Capítulo 24

Noviembre de 2010

CARL miró la hora cuando torció para entrar en el edificio de aparcamientos con los limpiaparabrisas chirriando. Las 15.45, justo tres cuartos de hora de retraso para la estúpida consulta con Kris, el psicólogo. Lo que iba a tener que oír a Mona aquella noche. ¿Por qué coño tenía que ser todo tan complicado?

—Será mejor, entonces, que llevemos esto —dijo Assad, sacando del portaobjetos lateral un paraguas plegable.

Carl apagó el motor. No estoy de humor para compartir el paraguas con nadie, pensó, hasta que llegó a la salida de aquella caja de hormigón y vio que alguien había quitado el tapón al cielo y no se veía nada a diez metros.

—¡Carl, ven que te tape! ¡Acabas de estar enfermo! —gritó Assad.

Carl observó con desconfianza el paraguas a lunares. ¿Qué coño hacía un hombre en edad de procrear comprando una cosa tan espantosa? Y además, de color rosa.

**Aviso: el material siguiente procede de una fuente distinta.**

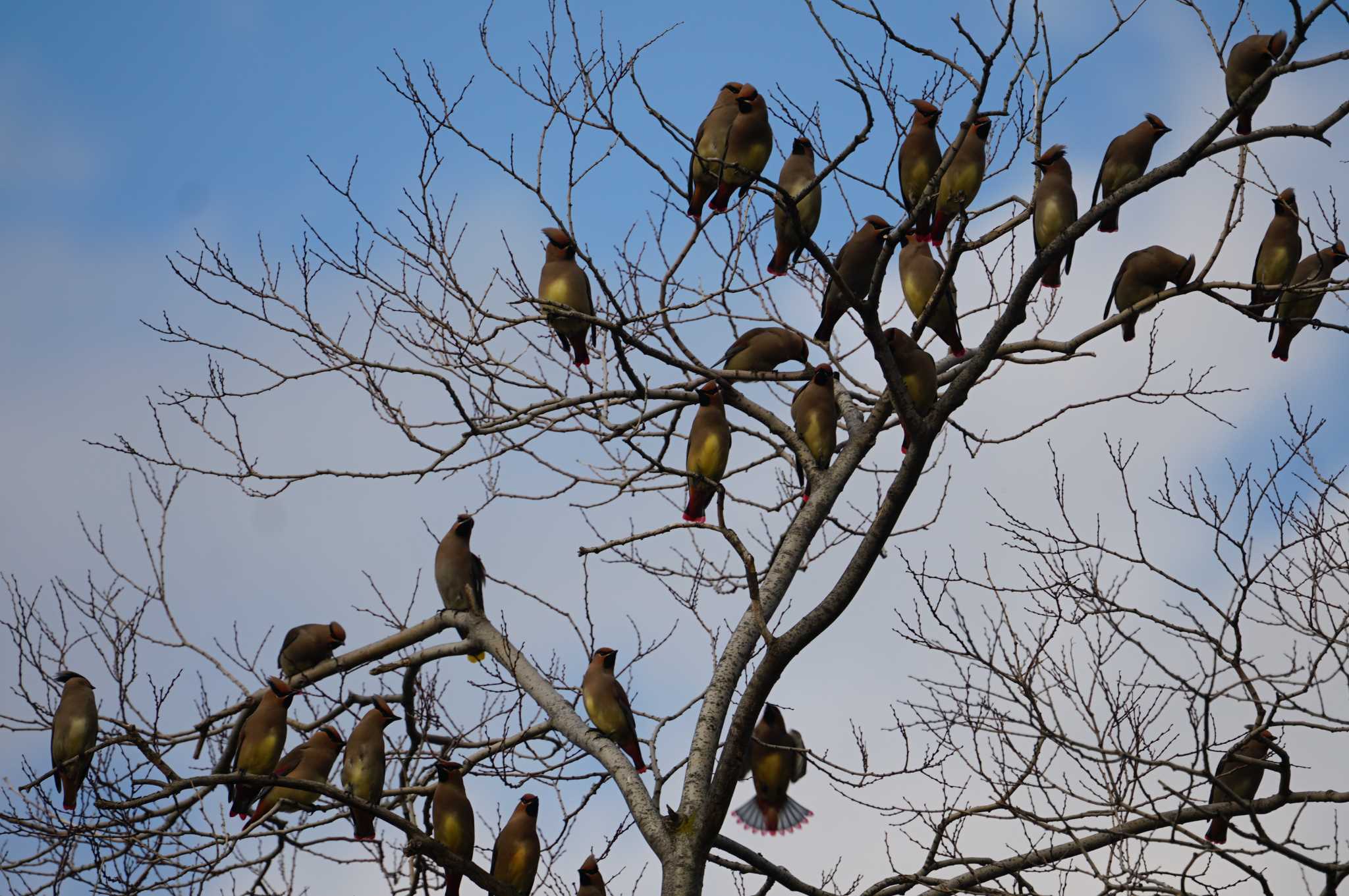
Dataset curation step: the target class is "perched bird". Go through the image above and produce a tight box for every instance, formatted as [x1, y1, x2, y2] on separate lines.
[430, 758, 474, 896]
[225, 677, 297, 818]
[919, 116, 993, 244]
[792, 364, 839, 501]
[491, 793, 538, 896]
[735, 703, 815, 834]
[900, 234, 964, 358]
[684, 382, 731, 523]
[51, 671, 99, 811]
[1032, 143, 1078, 288]
[1101, 245, 1194, 342]
[885, 326, 936, 454]
[1269, 240, 1349, 361]
[688, 84, 773, 220]
[341, 697, 398, 839]
[1091, 112, 1171, 233]
[436, 514, 487, 663]
[582, 646, 646, 775]
[248, 725, 345, 826]
[712, 326, 811, 373]
[1203, 727, 1273, 843]
[815, 214, 891, 342]
[900, 99, 942, 234]
[1246, 187, 1302, 318]
[1226, 31, 1288, 134]
[277, 623, 346, 677]
[538, 228, 595, 367]
[767, 138, 821, 277]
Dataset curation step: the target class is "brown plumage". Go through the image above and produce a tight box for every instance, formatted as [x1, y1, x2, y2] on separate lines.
[582, 646, 646, 775]
[1091, 112, 1171, 233]
[1269, 240, 1349, 361]
[1226, 31, 1288, 134]
[1203, 727, 1273, 843]
[51, 671, 99, 811]
[1101, 245, 1194, 342]
[1246, 187, 1302, 318]
[436, 514, 487, 663]
[277, 623, 346, 677]
[341, 697, 398, 839]
[735, 703, 815, 835]
[815, 214, 891, 342]
[491, 793, 538, 896]
[430, 758, 474, 896]
[684, 382, 731, 523]
[538, 228, 595, 367]
[225, 677, 298, 818]
[1032, 143, 1078, 288]
[792, 364, 839, 501]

Se metió bajo aquel trasto y atravesó vacilante los charcos junto a Assad, hasta que un compañero emergió de pronto de la lluvia y se dirigió hacia ellos con una sonrisa irónica en los labios, como si sospechase que lo suyo era algo más que relaciones entre compañeros. De lo más comprometedor.

Carl dio un paso adelante bajo la lluvia con la barbilla adelantada. Los hombres con paraguas y los que almorzaban en la hierba con el torso desnudo no eran de su agrado.

—Vaya, te has mojado un poco, Carl —le dijeron en el cuerpo de guardia cuando pasó ante ellos como una centella, emitiendo un sonido como el de un desatascador funcionando a tope.

—Rose, ¿puedes averiguar quién está detrás de la organización Benefice? —pidió Carl, esquivando los comentarios de su compañera sobre ballenas varadas y bañeras volcadas.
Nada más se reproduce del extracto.